Comparative Study of Transcriptomics-Based Scoring Metrics for the Epithelial-Hybrid-Mesenchymal Spectrum

Affiliations

Comparative Study of Transcriptomics-Based Scoring Metrics for the Epithelial-Hybrid-Mesenchymal Spectrum

Priyanka Chakraborty et al. Front Bioeng Biotechnol. .

Abstract

The Epithelial-mesenchymal transition (EMT) is a cellular process implicated in embryonic development, wound healing, and pathological conditions such as cancer metastasis and fibrosis.
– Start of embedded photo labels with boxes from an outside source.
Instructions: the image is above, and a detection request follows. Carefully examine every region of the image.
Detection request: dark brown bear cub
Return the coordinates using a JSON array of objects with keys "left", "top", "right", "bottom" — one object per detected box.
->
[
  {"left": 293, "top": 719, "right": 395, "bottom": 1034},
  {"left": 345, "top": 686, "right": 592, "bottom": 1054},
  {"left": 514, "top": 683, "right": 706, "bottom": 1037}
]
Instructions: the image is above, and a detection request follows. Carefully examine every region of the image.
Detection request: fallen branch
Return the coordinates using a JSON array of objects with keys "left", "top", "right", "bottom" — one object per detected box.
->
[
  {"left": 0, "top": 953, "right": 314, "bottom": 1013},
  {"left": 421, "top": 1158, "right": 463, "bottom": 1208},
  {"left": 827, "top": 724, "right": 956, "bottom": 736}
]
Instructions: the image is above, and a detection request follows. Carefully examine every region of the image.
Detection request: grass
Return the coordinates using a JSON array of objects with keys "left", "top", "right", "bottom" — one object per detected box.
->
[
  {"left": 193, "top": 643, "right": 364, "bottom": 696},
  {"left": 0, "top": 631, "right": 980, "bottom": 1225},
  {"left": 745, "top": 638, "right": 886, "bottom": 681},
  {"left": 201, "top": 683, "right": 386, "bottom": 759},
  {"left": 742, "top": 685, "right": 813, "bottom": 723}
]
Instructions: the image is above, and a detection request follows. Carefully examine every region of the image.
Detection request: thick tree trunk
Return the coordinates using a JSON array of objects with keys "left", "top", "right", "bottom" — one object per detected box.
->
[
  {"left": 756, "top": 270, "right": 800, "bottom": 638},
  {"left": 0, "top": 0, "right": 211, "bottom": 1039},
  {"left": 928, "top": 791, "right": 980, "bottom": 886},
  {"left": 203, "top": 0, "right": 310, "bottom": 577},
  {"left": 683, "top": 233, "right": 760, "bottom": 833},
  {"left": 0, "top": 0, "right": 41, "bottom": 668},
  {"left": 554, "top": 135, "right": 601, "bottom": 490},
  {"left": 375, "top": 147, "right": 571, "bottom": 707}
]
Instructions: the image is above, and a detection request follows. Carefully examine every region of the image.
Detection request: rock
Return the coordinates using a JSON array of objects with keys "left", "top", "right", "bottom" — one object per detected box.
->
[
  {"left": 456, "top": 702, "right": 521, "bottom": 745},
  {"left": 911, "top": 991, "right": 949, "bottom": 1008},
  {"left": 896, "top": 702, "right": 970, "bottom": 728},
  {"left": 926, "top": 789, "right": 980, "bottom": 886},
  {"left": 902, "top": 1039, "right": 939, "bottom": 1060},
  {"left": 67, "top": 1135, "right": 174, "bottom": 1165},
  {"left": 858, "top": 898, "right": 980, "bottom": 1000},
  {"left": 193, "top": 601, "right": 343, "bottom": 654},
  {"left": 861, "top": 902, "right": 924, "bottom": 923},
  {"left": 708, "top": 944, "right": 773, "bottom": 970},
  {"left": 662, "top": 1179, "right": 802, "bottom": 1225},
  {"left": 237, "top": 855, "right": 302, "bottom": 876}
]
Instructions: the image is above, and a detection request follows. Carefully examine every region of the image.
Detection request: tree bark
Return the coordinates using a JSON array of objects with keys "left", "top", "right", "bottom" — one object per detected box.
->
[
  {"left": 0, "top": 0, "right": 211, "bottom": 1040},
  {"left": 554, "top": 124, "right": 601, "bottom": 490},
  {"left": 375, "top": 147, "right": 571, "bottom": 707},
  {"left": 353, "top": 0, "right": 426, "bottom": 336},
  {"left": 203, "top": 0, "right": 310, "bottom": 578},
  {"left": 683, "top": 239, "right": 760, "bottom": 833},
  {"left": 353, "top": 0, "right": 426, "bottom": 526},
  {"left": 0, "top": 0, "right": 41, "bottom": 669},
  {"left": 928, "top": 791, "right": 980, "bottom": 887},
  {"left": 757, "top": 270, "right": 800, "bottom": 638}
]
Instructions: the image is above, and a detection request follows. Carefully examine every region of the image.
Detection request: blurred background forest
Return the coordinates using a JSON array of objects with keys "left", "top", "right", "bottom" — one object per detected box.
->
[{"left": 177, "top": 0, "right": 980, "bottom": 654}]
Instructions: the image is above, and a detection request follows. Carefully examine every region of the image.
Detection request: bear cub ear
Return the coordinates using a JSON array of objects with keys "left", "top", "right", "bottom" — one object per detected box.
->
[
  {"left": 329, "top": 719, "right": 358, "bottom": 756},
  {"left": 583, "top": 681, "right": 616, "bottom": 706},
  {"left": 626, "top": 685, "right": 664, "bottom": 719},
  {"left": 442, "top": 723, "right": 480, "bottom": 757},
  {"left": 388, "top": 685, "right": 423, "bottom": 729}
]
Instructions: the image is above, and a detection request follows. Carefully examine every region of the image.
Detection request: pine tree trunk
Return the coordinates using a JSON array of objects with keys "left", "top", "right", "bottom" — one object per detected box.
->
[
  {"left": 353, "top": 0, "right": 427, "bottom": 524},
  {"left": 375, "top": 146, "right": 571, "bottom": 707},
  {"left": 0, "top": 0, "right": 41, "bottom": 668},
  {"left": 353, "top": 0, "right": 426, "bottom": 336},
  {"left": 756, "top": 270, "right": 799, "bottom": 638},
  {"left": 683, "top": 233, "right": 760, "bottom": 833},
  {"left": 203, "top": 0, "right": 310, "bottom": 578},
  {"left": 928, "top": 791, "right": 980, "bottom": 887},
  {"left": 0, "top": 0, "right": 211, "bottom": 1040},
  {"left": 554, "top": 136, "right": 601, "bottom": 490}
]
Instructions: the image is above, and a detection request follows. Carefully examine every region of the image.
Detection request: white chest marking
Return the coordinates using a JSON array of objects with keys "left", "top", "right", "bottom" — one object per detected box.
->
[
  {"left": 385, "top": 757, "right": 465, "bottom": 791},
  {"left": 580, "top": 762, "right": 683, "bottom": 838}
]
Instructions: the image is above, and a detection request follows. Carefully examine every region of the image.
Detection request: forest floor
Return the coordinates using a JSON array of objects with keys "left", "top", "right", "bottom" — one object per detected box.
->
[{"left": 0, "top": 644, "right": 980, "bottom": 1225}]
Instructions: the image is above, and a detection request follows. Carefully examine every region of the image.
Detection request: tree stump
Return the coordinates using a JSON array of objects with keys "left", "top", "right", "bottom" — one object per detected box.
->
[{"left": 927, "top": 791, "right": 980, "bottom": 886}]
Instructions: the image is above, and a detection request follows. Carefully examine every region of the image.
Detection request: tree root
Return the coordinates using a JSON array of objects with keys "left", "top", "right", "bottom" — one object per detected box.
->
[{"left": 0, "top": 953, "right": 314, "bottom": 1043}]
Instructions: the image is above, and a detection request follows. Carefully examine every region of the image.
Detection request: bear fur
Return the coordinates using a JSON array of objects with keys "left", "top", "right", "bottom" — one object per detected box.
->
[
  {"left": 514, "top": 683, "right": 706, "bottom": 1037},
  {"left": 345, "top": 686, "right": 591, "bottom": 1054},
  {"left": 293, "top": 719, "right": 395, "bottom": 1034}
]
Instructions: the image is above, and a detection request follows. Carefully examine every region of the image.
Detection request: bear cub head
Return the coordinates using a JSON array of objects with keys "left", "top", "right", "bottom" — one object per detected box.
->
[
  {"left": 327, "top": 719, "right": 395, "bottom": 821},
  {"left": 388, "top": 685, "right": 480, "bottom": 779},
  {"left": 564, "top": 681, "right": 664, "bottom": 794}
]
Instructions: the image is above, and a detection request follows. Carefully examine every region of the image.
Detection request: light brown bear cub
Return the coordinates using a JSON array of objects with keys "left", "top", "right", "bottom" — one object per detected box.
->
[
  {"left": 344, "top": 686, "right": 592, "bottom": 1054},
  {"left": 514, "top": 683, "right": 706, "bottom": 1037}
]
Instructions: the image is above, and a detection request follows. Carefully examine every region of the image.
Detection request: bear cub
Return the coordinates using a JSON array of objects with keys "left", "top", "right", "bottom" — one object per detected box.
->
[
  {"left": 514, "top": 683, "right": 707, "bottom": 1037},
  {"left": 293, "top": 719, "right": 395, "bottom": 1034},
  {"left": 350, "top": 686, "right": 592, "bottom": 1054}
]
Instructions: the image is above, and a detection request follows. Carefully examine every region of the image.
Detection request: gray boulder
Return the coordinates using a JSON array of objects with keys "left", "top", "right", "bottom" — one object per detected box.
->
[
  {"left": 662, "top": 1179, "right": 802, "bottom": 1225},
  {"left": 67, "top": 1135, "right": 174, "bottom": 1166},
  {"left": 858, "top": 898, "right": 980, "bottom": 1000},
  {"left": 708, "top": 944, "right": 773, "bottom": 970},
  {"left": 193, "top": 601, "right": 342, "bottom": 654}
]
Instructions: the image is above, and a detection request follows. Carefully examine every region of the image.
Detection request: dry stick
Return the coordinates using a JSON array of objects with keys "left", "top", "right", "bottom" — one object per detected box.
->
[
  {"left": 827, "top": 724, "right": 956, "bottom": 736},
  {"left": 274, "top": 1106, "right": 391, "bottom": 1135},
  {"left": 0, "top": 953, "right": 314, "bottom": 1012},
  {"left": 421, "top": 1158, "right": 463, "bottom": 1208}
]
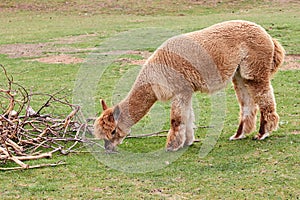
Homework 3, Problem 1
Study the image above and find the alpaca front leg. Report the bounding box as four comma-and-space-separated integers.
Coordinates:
166, 96, 190, 151
184, 106, 196, 146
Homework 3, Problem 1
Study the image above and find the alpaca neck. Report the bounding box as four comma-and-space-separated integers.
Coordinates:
118, 84, 157, 133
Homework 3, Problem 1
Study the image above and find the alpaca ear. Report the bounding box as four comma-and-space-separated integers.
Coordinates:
113, 105, 121, 121
100, 99, 108, 110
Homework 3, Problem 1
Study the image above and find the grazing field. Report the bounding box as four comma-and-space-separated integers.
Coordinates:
0, 0, 300, 199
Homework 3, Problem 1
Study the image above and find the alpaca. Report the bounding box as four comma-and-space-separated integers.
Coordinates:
94, 20, 284, 152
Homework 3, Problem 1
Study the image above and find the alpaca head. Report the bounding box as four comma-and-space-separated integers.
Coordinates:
94, 100, 126, 152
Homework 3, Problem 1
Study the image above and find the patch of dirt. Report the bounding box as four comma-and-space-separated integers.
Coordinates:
0, 34, 97, 64
118, 51, 300, 70
0, 34, 300, 70
32, 54, 84, 64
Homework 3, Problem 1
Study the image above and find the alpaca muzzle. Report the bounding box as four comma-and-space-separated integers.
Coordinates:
104, 139, 117, 153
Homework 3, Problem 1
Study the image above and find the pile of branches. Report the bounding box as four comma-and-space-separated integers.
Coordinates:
0, 65, 90, 170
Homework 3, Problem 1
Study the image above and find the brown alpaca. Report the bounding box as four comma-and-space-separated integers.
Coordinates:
94, 21, 284, 151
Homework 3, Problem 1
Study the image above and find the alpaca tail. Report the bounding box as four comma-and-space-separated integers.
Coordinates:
272, 38, 285, 73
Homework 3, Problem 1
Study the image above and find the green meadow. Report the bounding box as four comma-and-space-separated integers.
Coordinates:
0, 0, 300, 199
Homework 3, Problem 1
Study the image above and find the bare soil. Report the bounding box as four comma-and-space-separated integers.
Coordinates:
0, 34, 300, 70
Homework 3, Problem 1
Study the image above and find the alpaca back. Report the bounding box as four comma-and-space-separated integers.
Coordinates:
134, 20, 282, 99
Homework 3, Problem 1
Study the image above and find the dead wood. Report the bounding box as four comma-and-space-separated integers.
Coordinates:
0, 64, 91, 170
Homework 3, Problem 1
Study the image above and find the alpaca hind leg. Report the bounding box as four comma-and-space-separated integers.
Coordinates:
184, 101, 195, 146
248, 81, 279, 140
230, 71, 257, 140
166, 95, 191, 151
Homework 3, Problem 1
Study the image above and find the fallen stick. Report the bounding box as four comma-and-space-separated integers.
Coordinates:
0, 161, 66, 171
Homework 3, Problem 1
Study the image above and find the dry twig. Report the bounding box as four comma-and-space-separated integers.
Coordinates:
0, 65, 88, 170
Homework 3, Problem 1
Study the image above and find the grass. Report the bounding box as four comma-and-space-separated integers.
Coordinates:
0, 0, 300, 199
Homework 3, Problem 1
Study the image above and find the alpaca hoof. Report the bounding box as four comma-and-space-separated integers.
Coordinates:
229, 134, 246, 141
166, 146, 180, 152
253, 133, 270, 140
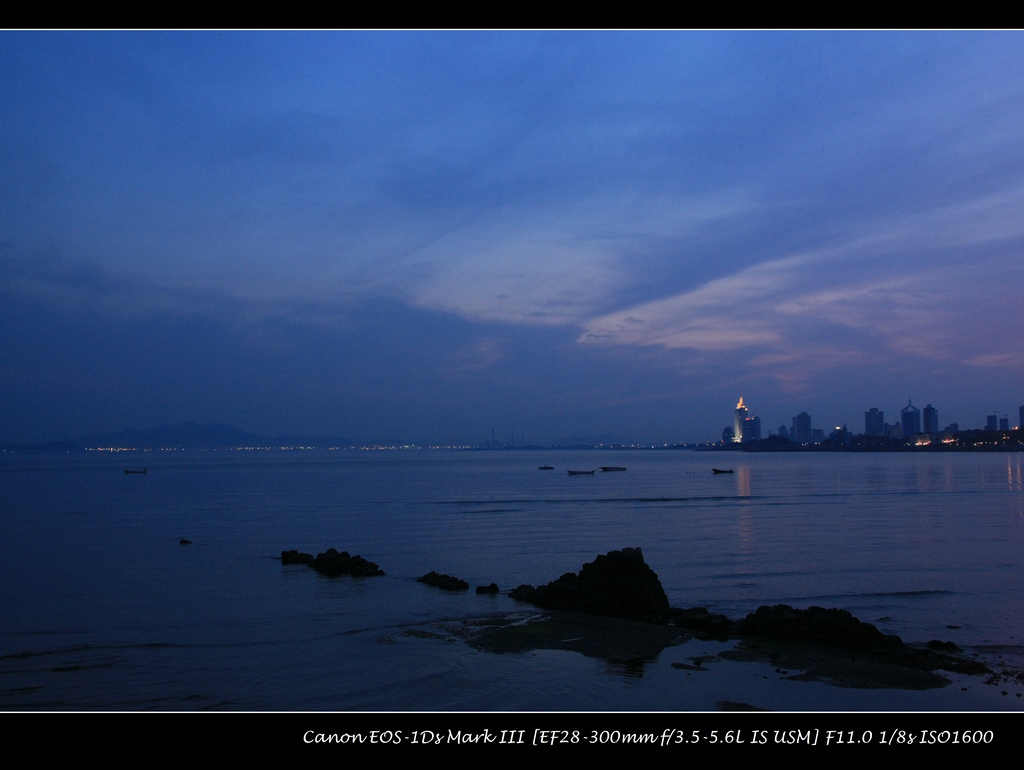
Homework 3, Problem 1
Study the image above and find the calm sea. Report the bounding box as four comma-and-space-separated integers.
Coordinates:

Cancer cells undergoing EMT exhibit enhanced aggressive behavior characterized by drug resistance, tumor-initiation potential, and the ability to evade the immune system. Recent in silico, in vitro, and in vivo evidence indicates that EMT is not an all-or-none process; instead, cells can stably acquire one or more hybrid epithelial/mesenchymal (E/M) phenotypes which often can be more aggressive than purely E or M cell populations. Thus, the EMT status of cancer cells can prove to be a critical estimate of patient prognosis. Recent attempts have employed different transcriptomics signatures to quantify EMT status in cell lines and patient tumors. However, a comprehensive comparison of these methods, including their accuracy in identifying cells in the hybrid E/M phenotype(s), is lacking. Here, we compare three distinct metrics that score EMT on a continuum, based on the transcriptomics signature of individual samples. Our results demonstrate that these methods exhibit good concordance among themselves in quantifying the extent of EMT in a given sample. Moreover, scoring EMT using any of the three methods discerned that cells can undergo varying extents of EMT across tumor types. Separately, our analysis also identified tumor types with maximum variability in terms of EMT and associated an enrichment of hybrid E/M signatures in these samples. Moreover, we also found that the multinomial logistic regression (MLR)-based metric was capable of distinguishing between "pure" individual hybrid E/M vs. mixtures of E and M cells. Our results, thus, suggest that while any of the three methods can indicate a generic trend in the EMT status of a given cell, the MLR method has two additional advantages: (a) it uses a small number of predictors to calculate the EMT score and (b) it can predict from the transcriptomic signature of a population whether it is comprised of "pure" hybrid E/M cells at the single-cell level or is instead an ensemble of E and M cell subpopulations.

Keywords: EMT; EMT quantification; EMT score; MET; hybrid epithelial/mesenchymal; tumor heterogeneity.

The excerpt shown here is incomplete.